Months passed, and determined not to let this book become lost in the depths of my TBR pile, I picked it back up… desperately hoping that the second chapter would be better. To my surprise, it was. A lot better. The story quickly developed into a gripping, magic-filled adventure for 14 year old Simon Warner, and was filled with colorful characters. I’ll admit, I got sucked in.

I loved the character of Nathan—he was probably my favorite—and he reminded me of a character out of a comical wild-west drama. I mean, how do you not love a man who walks brazenly into a room and introduces himself as: “Nathan Alan Tamerlane, born in a summer storm, raised in the rain.” Likewise, I’ll admit some affection towards Penny, Luke, and the adorable Malik. Were all the characters as entertaining? No. There was a fair share of one-off characters that showed up, introduced themselves, and were never mentioned again. This includes Molly and Zoey, the two women in Simon’s life. They show up in the first couple of chapters of the book, and don’t reappear until the very last chapter. Frankly, by the time their names were mentioned again, I’d forgotten who they were.

For the most part, the story was well written. It kept a decent pace, the characters were interesting, and the world building was well fleshed out. Unfortunately, the book wasn’t all rainbows and puppies in that department. There was a lot to this book that wasn’t explained or resolved. In the end, the plot didn’t feel resolved, and it didn’t feel like Simon and his friends had actually accomplished anything. Other than rescuing Sam…. everything was left open. It was a bit of a disappointment in that regard. I really wish more had been explained or resolved in a way that made the ending feel more complete. I understand the need to leave the plot open for future books in the series—but the book felt like a bit of a goose chase. Simon’s adventure had him running around all over the place, learning new things and meeting new people, but he didn’t accomplish anything. He eventually returned home and things went back to normal. It wasn’t satisfying.
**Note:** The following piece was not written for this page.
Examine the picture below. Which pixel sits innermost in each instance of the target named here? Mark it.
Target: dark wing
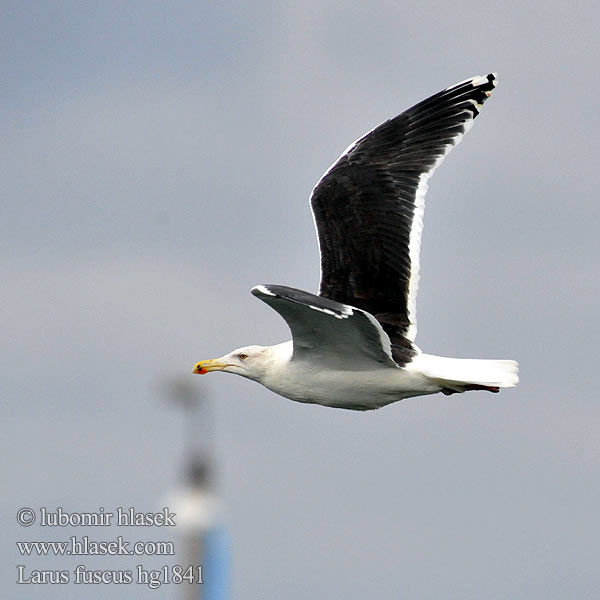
(368, 206)
(327, 333)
Overall, I liked the book. It wasn’t the best YA fantasy book I’ve ever read—in fact, it’s probably better suited to the middle-grade crowd. Simon wasn’t a super intelligent character, and he had a tendency to bumble along through the story, not understanding what was going on or listening to what anyone told him. This certainly wasn’t what I’d call an intellectual read. The novel had some definite flaws, but I did enjoy the adventure. Would I read it again? Maybe. I’ll admit, there were some times when I got lost and began to skim, and another read-through might give me a more solid opinion of the story. Would I recommend it? Yes. I think so. The series holds a lot of promise, and it has some really great characters.  I’d suggest this story for anyone who enjoys middle-grade fantasy adventures. It won’t be for everyone, but it is an entertaining read.